Dans ma rue

Dans ma rue il y a une fenêtre avec une voilette en dentelle et derrière cette fenêtre il y a ce profil au nez crochu comme une ombre chinoise. La femme est vieille, antédiluvienne. C’est une apparition que je guette. Je promène le chien pas quand il le veut, mais quand je crois que la vieille sera à sa fenêtre. J’ai développé une sorte de superstition et quand la vieille n’y est pas, je crois entendre le SAMU au loin; je pense à son ostéoporose; j’imagine ses yeux troubles, fixes, grands ouverts.
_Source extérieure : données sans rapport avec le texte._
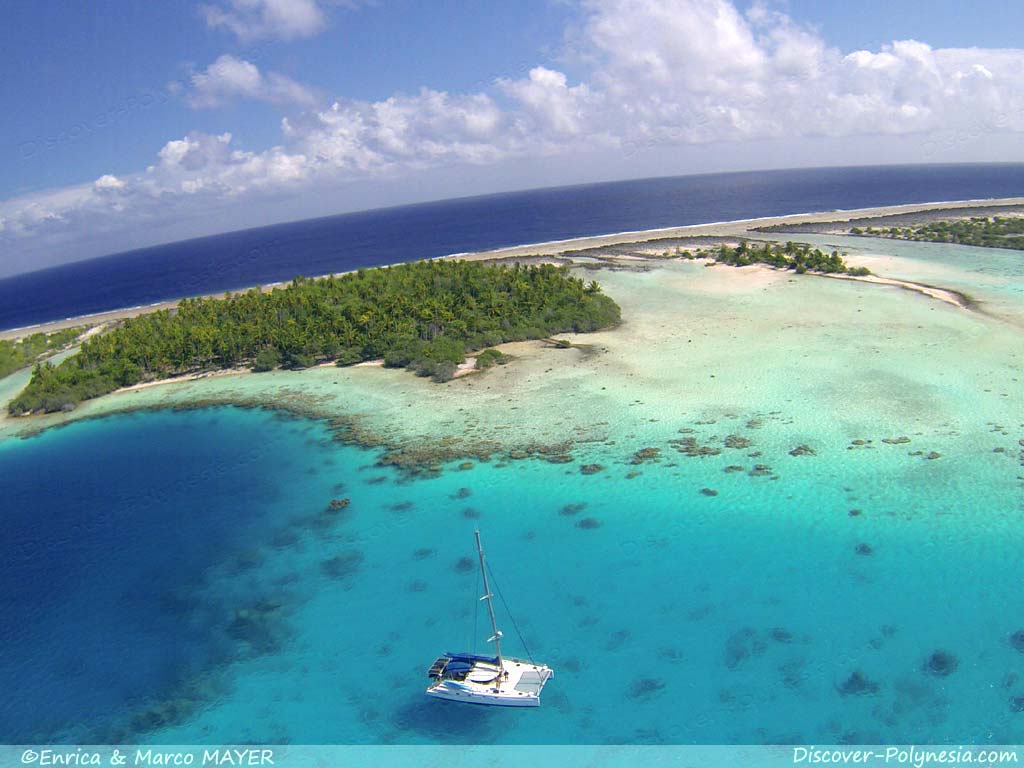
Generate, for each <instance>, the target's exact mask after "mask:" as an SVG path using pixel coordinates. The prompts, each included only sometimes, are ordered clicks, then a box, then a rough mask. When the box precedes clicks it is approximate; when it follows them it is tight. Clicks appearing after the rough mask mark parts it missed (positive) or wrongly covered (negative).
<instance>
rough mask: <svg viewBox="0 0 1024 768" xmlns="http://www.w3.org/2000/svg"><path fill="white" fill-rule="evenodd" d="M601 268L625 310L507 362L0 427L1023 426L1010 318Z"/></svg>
mask: <svg viewBox="0 0 1024 768" xmlns="http://www.w3.org/2000/svg"><path fill="white" fill-rule="evenodd" d="M882 245H883V246H890V245H893V244H891V243H889V242H886V243H883V244H882ZM895 245H897V246H900V247H902V246H904V245H906V244H895ZM972 250H977V249H972ZM995 258H998V256H996V257H995ZM916 263H922V264H923V266H922V267H920V271H921V272H924V273H925V274H926V275H928V276H935V275H934V273H933V271H934V270H936V269H938V270H940V271H941V273H942V275H943V276H945V278H947V279H950V280H951V279H953V278H955V281H954V282H957V285H958V286H964V285H966V284H968V283H970V282H971V280H972V278H973V275H972V273H970V272H968V271H965V270H963V269H961V270H957V269H956V265H955V264H949V263H940V264H939V265H938V266H936V265H935V263H934V262H932V261H927V260H925V261H922V262H913V261H911V260H909V259H906V258H903V259H901V260H900V262H899V267H900V270H901V272H902V274H903V275H905V276H907V278H908V279H914V278H919V276H920V274H919V273H916V272H914V267H915V264H916ZM972 265H973V266H974V267H977V263H976V262H972ZM596 276H597V278H598V279H599V280H600V282H601V283H602V285H603V286H604V289H605V291H606V292H607V293H608V294H609V295H611V296H612V297H614V298H615V299H616V301H618V302H620V303H621V305H622V306H623V308H624V323H623V325H622V326H621V327H618V328H616V329H613V330H611V331H607V332H601V333H595V334H586V335H579V336H572V335H567V336H565V337H564V338H565V339H567V340H569V341H571V342H572V343H573V344H574V346H573V347H572V348H568V349H558V348H555V347H552V346H551V345H547V344H544V343H537V342H523V343H516V344H508V345H505V347H504V349H505V350H506V351H508V352H510V353H511V354H513V355H514V356H515V360H514V361H513V362H512V364H511V365H508V366H504V367H498V368H495V369H492V370H489V371H487V372H485V373H482V374H475V375H472V376H467V377H464V378H461V379H459V380H457V381H455V382H452V383H450V384H447V385H443V386H440V385H435V384H432V383H430V382H429V381H426V380H423V379H418V378H415V377H413V376H411V375H409V374H408V373H406V372H402V371H391V370H384V369H381V368H377V367H356V368H348V369H338V368H333V367H327V368H318V369H312V370H307V371H302V372H273V373H268V374H259V375H239V376H215V377H210V378H207V379H202V380H198V381H191V382H183V383H170V384H165V385H161V386H155V387H150V388H145V389H141V390H137V391H132V392H124V393H118V394H116V395H113V396H109V397H103V398H100V399H99V400H96V401H92V402H86V403H83V404H82V406H81V407H80V408H79V409H78V410H77V411H76V412H74V413H73V414H70V415H57V416H48V417H33V418H32V419H28V420H25V419H22V420H18V419H9V418H8V419H4V420H3V421H0V435H3V434H5V433H6V434H11V433H16V432H17V431H24V430H27V429H28V430H32V429H38V428H39V427H41V426H49V425H52V424H59V423H61V422H62V421H66V420H68V419H79V418H83V417H85V418H90V417H96V416H100V415H103V414H109V413H113V412H117V411H122V410H133V409H145V408H180V407H189V406H195V404H209V403H218V402H229V403H240V404H249V406H267V407H271V408H283V409H286V410H292V411H294V412H296V413H300V414H305V415H311V416H321V417H325V418H328V419H334V420H335V421H336V423H337V424H338V425H339V427H344V430H343V431H345V430H347V435H348V437H349V438H350V439H351V441H354V442H366V443H370V444H385V445H388V446H390V447H398V449H401V450H402V451H403V452H404V454H406V456H404V459H408V461H409V463H411V464H414V463H418V464H420V465H422V464H427V465H429V464H432V463H433V462H430V461H429V459H430V453H431V449H436V450H437V451H436V454H437V456H436V458H437V460H438V461H443V460H446V459H455V458H458V456H459V455H460V454H464V455H465V456H466V457H467V458H471V457H473V456H484V457H489V456H495V457H498V456H506V457H507V456H508V455H510V454H511V455H512V456H513V457H518V456H522V455H523V454H526V455H538V456H543V457H546V458H548V459H551V458H552V457H553V456H562V457H566V456H572V454H573V451H575V452H580V451H582V450H586V451H589V452H591V453H593V452H595V451H599V450H600V451H606V452H607V453H609V454H612V455H617V454H621V455H623V456H627V455H629V454H630V453H632V451H635V450H636V449H638V447H644V446H645V445H648V444H650V445H657V446H662V447H668V441H669V440H671V439H673V438H676V437H679V436H680V435H679V434H678V430H679V429H681V428H685V427H687V426H692V424H693V422H700V421H718V420H721V422H722V423H721V428H720V429H718V430H713V432H714V431H722V430H723V429H727V428H729V421H730V418H731V419H732V420H733V421H738V422H739V423H745V422H746V421H749V420H756V421H760V422H761V424H760V425H759V426H760V427H761V428H760V429H759V432H758V434H759V435H760V442H761V445H760V447H761V450H762V451H765V452H775V453H781V454H785V452H787V451H788V450H791V449H793V447H794V446H796V445H799V444H802V443H807V444H811V445H813V446H814V447H815V449H816V450H817V451H818V452H819V454H820V456H819V458H818V462H819V463H823V462H825V461H827V459H826V458H824V457H825V456H827V455H829V454H830V453H834V454H838V455H839V456H842V457H843V458H844V460H846V459H847V458H848V457H849V456H850V453H849V452H847V451H846V449H847V447H848V446H849V445H850V443H851V441H853V440H872V441H873V442H872V445H880V444H883V443H881V442H880V440H882V439H883V438H886V437H893V436H899V435H913V436H915V439H914V444H913V446H912V449H911V450H916V449H921V450H923V451H924V453H925V454H926V455H927V454H929V453H932V452H938V453H941V454H942V455H943V457H944V458H945V459H946V462H945V463H944V464H945V465H946V466H947V467H948V466H949V464H951V463H952V462H954V461H955V460H956V459H957V458H958V457H964V456H965V455H967V454H972V453H974V454H980V453H986V454H990V453H991V452H992V450H993V449H994V447H997V445H995V444H992V443H993V440H992V438H991V436H990V434H989V433H990V430H991V426H990V425H993V424H994V425H999V426H1001V427H1005V428H1006V429H1007V430H1008V434H1007V435H1005V437H1008V438H1009V437H1012V436H1014V435H1016V437H1020V436H1024V435H1017V434H1016V433H1017V432H1020V431H1021V429H1022V428H1021V426H1020V417H1019V416H1017V417H1016V418H1015V415H1019V414H1020V413H1024V407H1022V397H1024V395H1022V392H1024V389H1022V387H1021V386H1020V370H1021V364H1022V357H1024V352H1022V349H1021V344H1020V333H1021V331H1020V329H1019V328H1017V327H1016V326H1015V324H1014V323H1012V322H1007V321H1006V319H1004V318H1000V317H993V316H990V315H987V314H985V313H983V312H979V311H966V310H964V309H961V308H957V307H952V306H949V305H946V304H943V303H941V302H938V301H935V300H931V299H928V298H927V297H923V296H920V295H915V294H912V293H909V292H906V291H901V290H899V289H897V288H891V287H884V286H873V285H868V284H861V283H857V282H852V281H837V280H828V279H823V278H820V276H817V275H795V274H793V273H791V272H784V271H777V270H772V269H767V268H763V267H743V268H732V267H724V266H719V267H711V268H708V267H705V266H702V265H700V264H694V263H687V262H680V261H675V260H673V261H664V260H658V261H657V262H655V265H654V268H651V269H649V270H646V271H629V270H616V271H612V270H601V271H599V272H597V274H596ZM990 276H991V275H989V276H988V278H987V280H989V281H990ZM979 282H980V283H982V285H972V289H973V290H974V294H975V295H980V297H981V298H982V299H983V300H984V301H988V300H989V296H990V295H993V296H995V298H997V299H998V300H999V301H1001V302H1002V303H1004V305H1010V306H1017V305H1016V304H1014V301H1015V300H1016V295H1014V294H1011V293H1007V292H1004V293H1002V294H999V293H998V292H999V290H1000V289H999V287H998V286H996V287H994V288H991V289H989V288H988V287H987V286H986V285H984V281H979ZM1005 282H1011V283H1012V281H1005ZM1019 306H1020V307H1024V297H1021V302H1020V304H1019ZM1022 314H1024V311H1022ZM764 415H770V417H769V418H763V417H764ZM1009 433H1013V434H1009ZM720 436H725V435H720ZM1016 437H1015V440H1016ZM1004 441H1005V442H1008V444H1007V445H1006V446H1004V447H1005V449H1006V450H1007V451H1010V449H1011V447H1012V445H1011V444H1009V441H1008V440H1004ZM1011 453H1012V452H1011ZM394 458H395V460H396V461H397V462H398V463H399V464H400V463H401V461H402V460H403V457H402V456H401V455H400V454H399V455H396V456H395V457H394ZM1018 469H1020V468H1018Z"/></svg>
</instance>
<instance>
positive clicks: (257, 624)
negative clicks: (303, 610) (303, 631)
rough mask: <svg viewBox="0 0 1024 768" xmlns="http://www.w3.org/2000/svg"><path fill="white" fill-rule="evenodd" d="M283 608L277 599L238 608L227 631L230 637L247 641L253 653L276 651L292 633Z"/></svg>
mask: <svg viewBox="0 0 1024 768" xmlns="http://www.w3.org/2000/svg"><path fill="white" fill-rule="evenodd" d="M281 608H282V605H281V603H279V602H276V601H273V600H266V599H264V600H258V601H256V602H254V603H253V604H252V605H250V606H249V607H246V608H240V609H238V610H236V611H234V615H233V616H232V617H231V621H230V622H229V623H228V625H227V627H226V628H225V632H226V633H227V635H228V637H230V638H232V639H234V640H238V641H240V642H243V643H245V644H246V645H247V646H248V648H249V651H250V653H251V654H257V655H262V654H264V653H274V652H276V651H278V650H280V649H281V647H282V645H284V643H285V641H286V640H287V639H288V637H289V636H290V634H291V632H290V630H289V628H288V626H287V625H286V624H285V622H284V618H283V616H282V612H281Z"/></svg>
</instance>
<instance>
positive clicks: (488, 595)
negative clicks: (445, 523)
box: [473, 530, 502, 664]
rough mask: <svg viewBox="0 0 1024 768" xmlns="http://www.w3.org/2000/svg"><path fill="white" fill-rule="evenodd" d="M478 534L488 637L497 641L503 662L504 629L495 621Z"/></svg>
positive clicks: (479, 533) (474, 531) (499, 652)
mask: <svg viewBox="0 0 1024 768" xmlns="http://www.w3.org/2000/svg"><path fill="white" fill-rule="evenodd" d="M473 532H474V534H475V535H476V551H477V553H478V554H479V556H480V572H481V573H482V574H483V597H481V598H480V599H481V600H486V601H487V613H489V614H490V631H492V635H490V637H488V638H487V642H490V641H492V640H493V641H494V643H495V655H496V656H498V663H499V664H501V662H502V631H501V630H500V629H498V624H497V622H495V604H494V595H492V594H490V585H489V584H488V583H487V566H486V564H485V563H484V561H483V545H482V544H480V531H479V530H475V531H473Z"/></svg>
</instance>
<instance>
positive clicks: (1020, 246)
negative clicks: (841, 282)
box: [850, 216, 1024, 251]
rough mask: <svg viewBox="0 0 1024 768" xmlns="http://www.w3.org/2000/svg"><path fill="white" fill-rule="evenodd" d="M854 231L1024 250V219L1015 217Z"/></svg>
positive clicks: (884, 235)
mask: <svg viewBox="0 0 1024 768" xmlns="http://www.w3.org/2000/svg"><path fill="white" fill-rule="evenodd" d="M850 234H860V236H865V237H868V238H889V239H891V240H910V241H918V242H924V243H955V244H957V245H962V246H979V247H981V248H1009V249H1011V250H1016V251H1024V218H1021V217H1011V216H972V217H971V218H967V219H953V220H948V219H947V220H942V221H930V222H928V223H925V224H922V225H921V226H889V227H874V226H867V227H859V226H854V227H852V228H851V229H850Z"/></svg>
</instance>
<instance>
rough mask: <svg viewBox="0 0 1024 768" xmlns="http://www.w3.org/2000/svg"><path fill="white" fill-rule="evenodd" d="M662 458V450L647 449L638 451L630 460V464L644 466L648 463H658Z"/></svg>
mask: <svg viewBox="0 0 1024 768" xmlns="http://www.w3.org/2000/svg"><path fill="white" fill-rule="evenodd" d="M660 456H662V450H660V449H656V447H645V449H640V450H639V451H637V452H636V453H635V454H633V456H632V457H631V458H630V464H644V463H646V462H656V461H657V460H658V459H659V458H660Z"/></svg>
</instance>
Je ne sais pas de quelle couleur ils sont, les yeux de la vieille. Je ne l’ai jamais aperçue que de profil dans l’ombre de sa dentelle sur fond noir de maison caverneuse. J’imagine des bibelots sur des meubles en bois sombre, une grosse horloge qui fait tic-tac et sonne midi. J’imagine un crucifix et une rotule de saint mineur sous une cloche en verre; un canari arthritique et des pots-pourris qui prennent la poussière; des plateaux-télé anxieux et des édredons douillets; un pot de chambre en faïence qu’elle aurait gardé de son enfance à la campagne. J’imagine des photos du mari, mort jeune dans une guerre lointaine et romantique—un endroit humide et plein de moustiques—pourquoi pas l’Indochine? C’est d’ailleurs ça qui l’aurait tué, le mari: des piqûres de moustique. La vieille en ricane encore aujourd’hui, qu’il soit allé au bout du monde se faire bouffer par les moustiques alors qu’il aurait tout aussi bien pû faire ça ici.

Sur les photos il a une grosse moustache et des joues rebondies. Elle a des galoches et une taille de guèpe, les cheveux remontés en chignon mais qu’on devine épais comme un tapis persan.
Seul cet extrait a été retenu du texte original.